Przyznam się szczerze, że obecnie nie wiem, jakie to mogą być elementy. Z racji tego, że pracuję teraz w Bułgarii, to nie mam czasu, aby to tak dokładnie śledzić, jak oni grają, gdyż skupiam się przede wszystkim na pracy w CSKA. Wiem, że ostatnio są w formie, bo wygrywają mecze, ale grali z drużynami z dolnych rejonów tabeli. Każdy zespół ma jakieś słaby strony. Drużyna Riga FC lubi grać ofensywnie, ale nie wiem, jak teraz radzi sobie w grze obronnej. Być może, jak Śląsk będzie miał piłkę, to z tym poziomem zawodników, jaki ma, to myślę, że będzie miał bardzo dobre sytuacje, żeby coś strzelić.

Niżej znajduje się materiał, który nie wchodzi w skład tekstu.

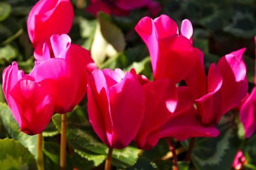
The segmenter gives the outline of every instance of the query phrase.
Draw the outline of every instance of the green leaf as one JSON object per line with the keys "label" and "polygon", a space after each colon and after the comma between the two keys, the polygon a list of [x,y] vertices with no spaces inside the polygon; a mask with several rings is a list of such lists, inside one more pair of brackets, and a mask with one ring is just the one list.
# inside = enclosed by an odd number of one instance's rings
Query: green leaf
{"label": "green leaf", "polygon": [[135,165],[126,169],[127,170],[153,170],[156,169],[157,169],[157,167],[155,163],[144,158],[139,158]]}
{"label": "green leaf", "polygon": [[217,137],[198,137],[192,155],[197,170],[229,170],[242,141],[237,135],[234,115],[229,113],[218,125]]}
{"label": "green leaf", "polygon": [[[108,148],[94,133],[87,119],[86,107],[78,106],[67,114],[67,139],[75,152],[95,166],[101,164],[106,158]],[[55,114],[52,120],[58,130],[61,128],[61,115]],[[117,167],[128,167],[134,165],[138,157],[138,150],[128,146],[123,150],[114,149],[112,163]]]}
{"label": "green leaf", "polygon": [[0,48],[0,62],[3,60],[10,61],[16,57],[17,55],[16,50],[9,44]]}
{"label": "green leaf", "polygon": [[0,2],[0,21],[2,21],[9,17],[12,7],[11,5],[5,2]]}
{"label": "green leaf", "polygon": [[27,148],[13,139],[0,139],[1,170],[37,170],[34,156]]}
{"label": "green leaf", "polygon": [[98,14],[91,54],[96,64],[100,65],[106,57],[116,57],[123,51],[125,40],[121,30],[111,22],[108,16],[103,13]]}
{"label": "green leaf", "polygon": [[9,106],[5,103],[0,103],[0,116],[9,135],[15,140],[19,141],[28,149],[35,157],[37,157],[37,136],[29,136],[20,131]]}

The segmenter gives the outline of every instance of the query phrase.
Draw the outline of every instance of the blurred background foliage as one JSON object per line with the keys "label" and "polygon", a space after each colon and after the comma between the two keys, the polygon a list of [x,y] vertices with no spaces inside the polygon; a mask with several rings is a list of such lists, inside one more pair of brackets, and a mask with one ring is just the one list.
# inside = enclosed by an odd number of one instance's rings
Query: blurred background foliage
{"label": "blurred background foliage", "polygon": [[[69,35],[73,43],[90,50],[100,68],[119,68],[138,73],[152,80],[147,48],[134,30],[146,9],[131,11],[127,16],[109,16],[98,13],[95,17],[86,12],[89,0],[71,0],[75,17]],[[246,48],[244,59],[247,67],[249,87],[255,76],[256,35],[256,0],[160,0],[159,15],[166,14],[179,26],[185,18],[193,25],[195,47],[204,53],[206,70],[220,57]],[[35,0],[1,0],[0,2],[0,71],[18,63],[20,68],[29,72],[34,66],[33,49],[28,38],[26,19]],[[251,90],[250,88],[250,90]],[[21,132],[0,93],[0,165],[1,170],[34,170],[36,166],[36,136]],[[107,148],[95,135],[88,120],[86,98],[68,114],[68,154],[67,169],[101,170]],[[46,170],[59,169],[60,116],[54,115],[43,133],[44,153]],[[198,138],[192,154],[192,163],[179,162],[180,170],[231,170],[236,153],[241,149],[246,158],[244,169],[256,170],[256,135],[244,139],[243,127],[237,111],[231,111],[218,126],[217,138]],[[12,139],[10,139],[12,138]],[[182,160],[189,140],[173,139]],[[18,151],[19,151],[19,152]],[[113,169],[170,170],[171,153],[165,140],[151,151],[141,152],[133,143],[122,150],[115,150]]]}

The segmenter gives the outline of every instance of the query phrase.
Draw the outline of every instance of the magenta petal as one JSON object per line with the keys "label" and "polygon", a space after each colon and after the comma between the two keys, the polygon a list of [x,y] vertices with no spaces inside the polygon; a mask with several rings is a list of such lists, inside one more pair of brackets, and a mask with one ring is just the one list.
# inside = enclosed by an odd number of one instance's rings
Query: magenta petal
{"label": "magenta petal", "polygon": [[162,53],[158,60],[155,79],[168,78],[175,83],[179,82],[194,68],[197,51],[187,38],[177,34],[159,39],[159,43]]}
{"label": "magenta petal", "polygon": [[28,35],[33,46],[53,34],[68,33],[73,17],[69,0],[39,1],[29,13],[27,20]]}
{"label": "magenta petal", "polygon": [[14,62],[12,66],[5,68],[2,74],[2,89],[3,94],[6,97],[11,88],[18,81],[18,72],[17,63]]}
{"label": "magenta petal", "polygon": [[193,28],[191,22],[188,19],[184,19],[181,23],[180,28],[180,35],[184,36],[190,41],[193,44],[192,34],[193,34]]}
{"label": "magenta petal", "polygon": [[102,71],[99,69],[95,69],[89,77],[88,83],[89,119],[100,139],[111,147],[113,136],[113,123],[109,92]]}
{"label": "magenta petal", "polygon": [[48,59],[38,68],[36,81],[53,97],[55,112],[69,112],[77,91],[77,75],[71,74],[70,66],[61,58]]}
{"label": "magenta petal", "polygon": [[243,58],[243,54],[244,53],[244,51],[246,50],[246,48],[243,48],[238,50],[235,51],[234,51],[230,52],[230,54],[233,54],[239,58]]}
{"label": "magenta petal", "polygon": [[[109,88],[113,126],[112,148],[122,149],[134,138],[142,121],[145,98],[142,85],[129,72]],[[132,107],[131,106],[132,106]]]}
{"label": "magenta petal", "polygon": [[207,93],[207,81],[204,70],[203,53],[197,48],[195,48],[195,51],[198,54],[196,64],[184,80],[194,99],[198,99]]}
{"label": "magenta petal", "polygon": [[148,17],[144,17],[140,19],[135,27],[135,30],[148,47],[154,75],[157,69],[159,50],[153,20]]}
{"label": "magenta petal", "polygon": [[245,131],[245,137],[249,138],[256,128],[256,88],[242,104],[240,109],[240,119]]}
{"label": "magenta petal", "polygon": [[71,43],[71,39],[67,34],[54,34],[51,36],[51,44],[54,56],[66,59]]}
{"label": "magenta petal", "polygon": [[[222,85],[221,75],[214,64],[210,67],[208,76],[208,93],[196,101],[203,124],[215,126],[221,115],[220,89]],[[222,115],[221,115],[222,116]]]}
{"label": "magenta petal", "polygon": [[215,127],[203,126],[197,119],[193,107],[172,117],[162,127],[159,138],[171,136],[178,140],[191,137],[216,137],[219,131]]}
{"label": "magenta petal", "polygon": [[47,91],[36,82],[23,79],[12,88],[10,94],[19,109],[19,113],[12,111],[14,116],[20,115],[21,131],[30,135],[42,132],[53,113],[53,103]]}
{"label": "magenta petal", "polygon": [[[143,88],[146,99],[145,114],[135,138],[140,148],[148,142],[146,138],[152,131],[159,129],[168,121],[177,102],[176,86],[169,79],[149,82],[144,85]],[[154,134],[157,135],[156,132]]]}
{"label": "magenta petal", "polygon": [[154,23],[156,27],[156,34],[158,38],[164,38],[174,34],[178,34],[176,22],[165,15],[161,15],[155,19]]}
{"label": "magenta petal", "polygon": [[150,0],[117,0],[115,5],[118,8],[125,11],[130,11],[134,9],[145,6]]}
{"label": "magenta petal", "polygon": [[224,114],[238,106],[246,96],[248,89],[246,67],[242,59],[230,54],[222,57],[217,67],[223,78],[220,90]]}

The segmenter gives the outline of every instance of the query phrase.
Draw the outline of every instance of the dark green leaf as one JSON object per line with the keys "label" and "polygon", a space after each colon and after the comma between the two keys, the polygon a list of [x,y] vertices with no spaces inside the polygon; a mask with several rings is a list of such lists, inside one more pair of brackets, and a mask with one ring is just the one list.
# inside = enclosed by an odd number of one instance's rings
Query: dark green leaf
{"label": "dark green leaf", "polygon": [[1,170],[37,170],[34,156],[20,143],[13,139],[0,139]]}

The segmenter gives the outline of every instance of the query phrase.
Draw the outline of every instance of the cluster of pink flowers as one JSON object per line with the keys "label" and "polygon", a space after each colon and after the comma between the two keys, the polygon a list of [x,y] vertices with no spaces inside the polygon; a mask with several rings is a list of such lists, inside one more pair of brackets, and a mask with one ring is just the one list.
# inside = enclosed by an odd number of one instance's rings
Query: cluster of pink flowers
{"label": "cluster of pink flowers", "polygon": [[[115,5],[132,8],[125,2]],[[73,18],[69,0],[40,0],[27,21],[37,60],[34,68],[25,74],[14,62],[3,72],[4,95],[24,133],[41,132],[53,113],[72,111],[87,91],[90,122],[104,143],[122,149],[134,140],[138,148],[150,149],[168,136],[179,140],[217,136],[216,127],[222,116],[247,95],[245,49],[212,64],[206,76],[203,53],[193,46],[193,27],[187,19],[180,33],[176,23],[163,15],[154,20],[145,17],[136,26],[149,51],[154,77],[151,82],[134,69],[124,73],[96,68],[89,52],[71,44],[65,34]],[[176,85],[182,81],[187,85]],[[256,90],[240,107],[246,137],[256,126]]]}

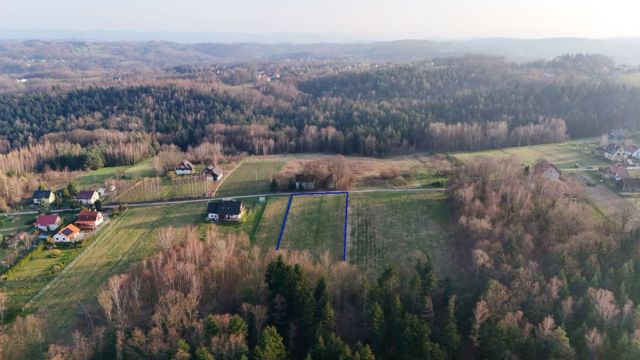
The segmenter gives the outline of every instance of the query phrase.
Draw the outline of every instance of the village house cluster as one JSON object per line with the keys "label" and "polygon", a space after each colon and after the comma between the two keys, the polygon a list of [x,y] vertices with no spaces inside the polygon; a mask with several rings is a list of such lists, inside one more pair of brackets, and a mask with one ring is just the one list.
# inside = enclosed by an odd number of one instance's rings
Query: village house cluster
{"label": "village house cluster", "polygon": [[[195,175],[196,166],[189,160],[182,160],[182,163],[176,166],[175,172],[178,176]],[[202,170],[201,175],[207,181],[219,181],[222,179],[224,172],[221,167],[209,164]]]}
{"label": "village house cluster", "polygon": [[629,169],[640,169],[640,146],[629,140],[631,132],[626,129],[611,130],[607,138],[612,142],[602,146],[602,156],[614,162],[600,169],[605,178],[613,180],[624,192],[640,191],[640,178],[632,177]]}
{"label": "village house cluster", "polygon": [[[52,238],[56,243],[74,243],[82,240],[79,236],[82,230],[95,230],[104,223],[104,215],[98,210],[81,210],[73,223],[56,232]],[[35,227],[44,232],[50,233],[58,230],[63,224],[63,219],[59,214],[39,215],[35,221]]]}

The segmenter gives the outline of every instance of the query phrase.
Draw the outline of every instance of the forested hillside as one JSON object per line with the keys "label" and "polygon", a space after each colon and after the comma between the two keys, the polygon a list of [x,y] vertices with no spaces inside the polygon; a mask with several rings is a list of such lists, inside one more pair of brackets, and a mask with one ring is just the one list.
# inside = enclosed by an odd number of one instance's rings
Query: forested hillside
{"label": "forested hillside", "polygon": [[637,129],[640,90],[608,81],[603,69],[600,58],[460,58],[333,75],[292,70],[253,89],[183,83],[4,94],[0,136],[5,151],[50,132],[104,128],[146,131],[183,148],[209,140],[259,154],[386,155],[559,141],[565,125],[571,138]]}

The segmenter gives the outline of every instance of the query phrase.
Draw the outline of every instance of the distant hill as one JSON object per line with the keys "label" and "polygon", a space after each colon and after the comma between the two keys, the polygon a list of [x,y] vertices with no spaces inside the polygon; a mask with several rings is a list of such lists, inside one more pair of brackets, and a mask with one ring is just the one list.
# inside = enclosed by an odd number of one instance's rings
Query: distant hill
{"label": "distant hill", "polygon": [[601,54],[617,64],[640,64],[640,38],[593,40],[477,39],[400,40],[372,43],[177,43],[165,41],[97,42],[88,40],[0,41],[0,73],[127,70],[184,64],[340,60],[412,62],[469,54],[504,56],[525,62],[563,54]]}

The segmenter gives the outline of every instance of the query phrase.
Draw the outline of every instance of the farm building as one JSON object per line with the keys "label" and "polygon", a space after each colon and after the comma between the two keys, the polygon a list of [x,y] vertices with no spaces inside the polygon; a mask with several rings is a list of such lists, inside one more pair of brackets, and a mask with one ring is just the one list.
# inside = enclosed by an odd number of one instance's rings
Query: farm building
{"label": "farm building", "polygon": [[316,180],[309,175],[296,175],[296,190],[313,190],[316,188]]}
{"label": "farm building", "polygon": [[618,186],[625,192],[640,191],[640,179],[639,178],[626,178],[618,181]]}
{"label": "farm building", "polygon": [[76,201],[82,205],[93,205],[100,200],[100,195],[95,190],[82,190],[76,196]]}
{"label": "farm building", "polygon": [[609,165],[604,169],[604,176],[615,181],[620,181],[628,178],[629,172],[624,166]]}
{"label": "farm building", "polygon": [[607,160],[621,161],[624,160],[624,148],[617,144],[609,144],[604,148],[603,155]]}
{"label": "farm building", "polygon": [[100,211],[83,210],[78,214],[75,224],[81,229],[96,229],[104,222],[104,216]]}
{"label": "farm building", "polygon": [[34,204],[51,204],[56,200],[56,195],[51,190],[36,190],[33,192]]}
{"label": "farm building", "polygon": [[76,241],[75,238],[78,234],[80,234],[80,229],[73,224],[69,224],[57,234],[53,235],[53,240],[55,242],[72,242]]}
{"label": "farm building", "polygon": [[223,172],[221,167],[209,165],[202,170],[202,175],[207,181],[218,181],[222,179]]}
{"label": "farm building", "polygon": [[36,227],[42,231],[53,231],[60,227],[62,218],[58,214],[40,215],[36,218]]}
{"label": "farm building", "polygon": [[533,168],[533,173],[536,175],[542,175],[549,180],[560,180],[560,169],[547,160],[539,161]]}
{"label": "farm building", "polygon": [[182,164],[176,166],[176,175],[191,175],[196,167],[189,160],[182,160]]}
{"label": "farm building", "polygon": [[244,211],[245,208],[241,201],[212,201],[207,206],[207,219],[211,221],[240,221]]}

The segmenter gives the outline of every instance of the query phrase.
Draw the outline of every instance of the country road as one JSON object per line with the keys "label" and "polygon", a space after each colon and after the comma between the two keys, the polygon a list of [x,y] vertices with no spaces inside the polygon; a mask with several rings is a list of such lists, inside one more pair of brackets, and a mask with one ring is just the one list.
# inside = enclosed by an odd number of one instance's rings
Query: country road
{"label": "country road", "polygon": [[[349,194],[368,194],[368,193],[407,193],[407,192],[444,192],[446,189],[425,189],[425,188],[397,188],[397,189],[361,189],[361,190],[352,190],[349,191]],[[197,198],[197,199],[184,199],[184,200],[163,200],[163,201],[152,201],[152,202],[138,202],[138,203],[127,203],[127,207],[144,207],[144,206],[156,206],[156,205],[171,205],[171,204],[190,204],[190,203],[199,203],[199,202],[208,202],[212,200],[222,200],[222,199],[246,199],[246,198],[254,198],[261,196],[290,196],[291,194],[298,194],[299,192],[281,192],[281,193],[265,193],[265,194],[251,194],[251,195],[240,195],[240,196],[225,196],[225,197],[211,197],[211,198]],[[103,205],[103,209],[114,209],[119,205]],[[51,210],[52,213],[60,213],[67,211],[77,211],[79,209],[57,209]],[[3,213],[0,215],[11,216],[11,215],[37,215],[38,211],[30,210],[30,211],[16,211],[10,213]]]}

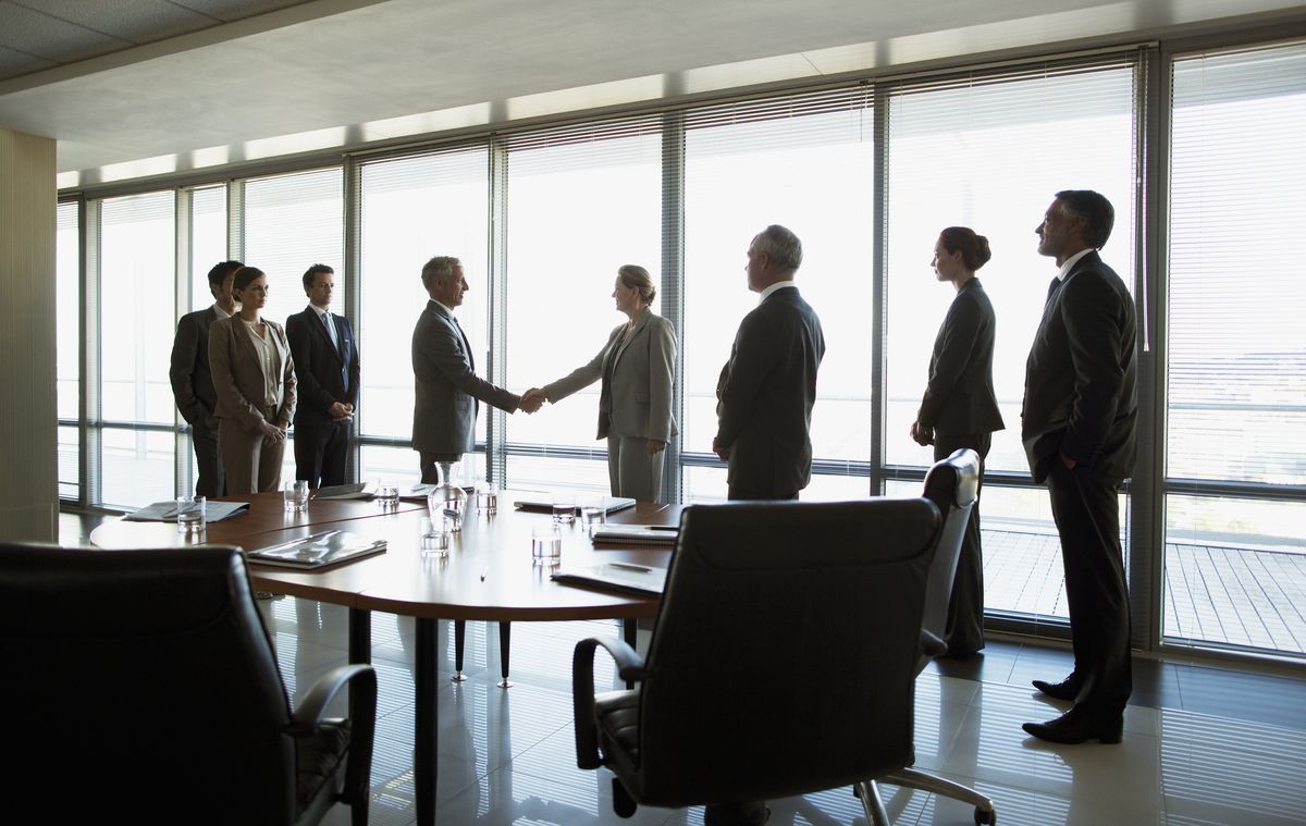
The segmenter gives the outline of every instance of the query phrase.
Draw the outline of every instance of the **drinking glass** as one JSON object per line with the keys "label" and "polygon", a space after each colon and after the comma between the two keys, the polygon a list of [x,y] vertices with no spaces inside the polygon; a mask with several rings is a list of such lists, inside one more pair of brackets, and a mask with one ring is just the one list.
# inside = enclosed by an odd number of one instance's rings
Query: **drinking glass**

Grał Pan w Lechii Gdańsk przez trzy sezony, potem jeszcze po pół roku występował w GKS Tychy i Bytovii. Jak Pan wspomina ten okres gry w Polsce? Może jakiś taki szczególny moment utkwił Panu w pamięci?
Bardzo dobrze wspominam ten czas. Wprawdzie nie miałem jakiejś dobrej i długiej kariery jako zawodnik, ale ten czas spędzony w Lechii Gdańsk zapamiętam do końca życia. To był najlepszy czas w mojej karierze i szczególnie zapamiętałem mecze przed własną publicznością. Nieważne, czy to było na Traugutta, czy już na nowym stadionie, to doping naszych kibiców, ich przyśpiewki były niesamowite. Pamiętam, ze gdy leciałem gdzieś do domu na jakieś wakacje, to bardzo często tęskniłem za tą atmosferą, jaką dawali nam kibice na naszych meczach.
A moment lub momenty, które szczególnie utkwiły Panu w pamięci z czasów gry w Polsce?
Pamiętam doskonale, jak oczywiście otwieraliśmy Arenę w Gdańsku, graliśmy wtedy z Cracovią. Stadion był pełny, a ja ostatnie trzydzieści minut byłem kapitanem, jak Tomek Dawidowski zszedł z boiska. No i plus ten mecz we Wrocławiu też na otwarcie stadionu. Kibice obu klubów mają zgodę i na trybunach było też ponad czterdzieści tysięcy ludzi. Naprawdę bardzo fajnie wspominam ten czas.
Transmisja przedmeczowego studia rozpocznie się o 16:30 w Polsacie Sport 1 i na Polsat Box Go. Od 17:45 będziemy też w TV4. Mecz Riga FC - WKS Śląsk Wrocław rozpocznie się o 18:00.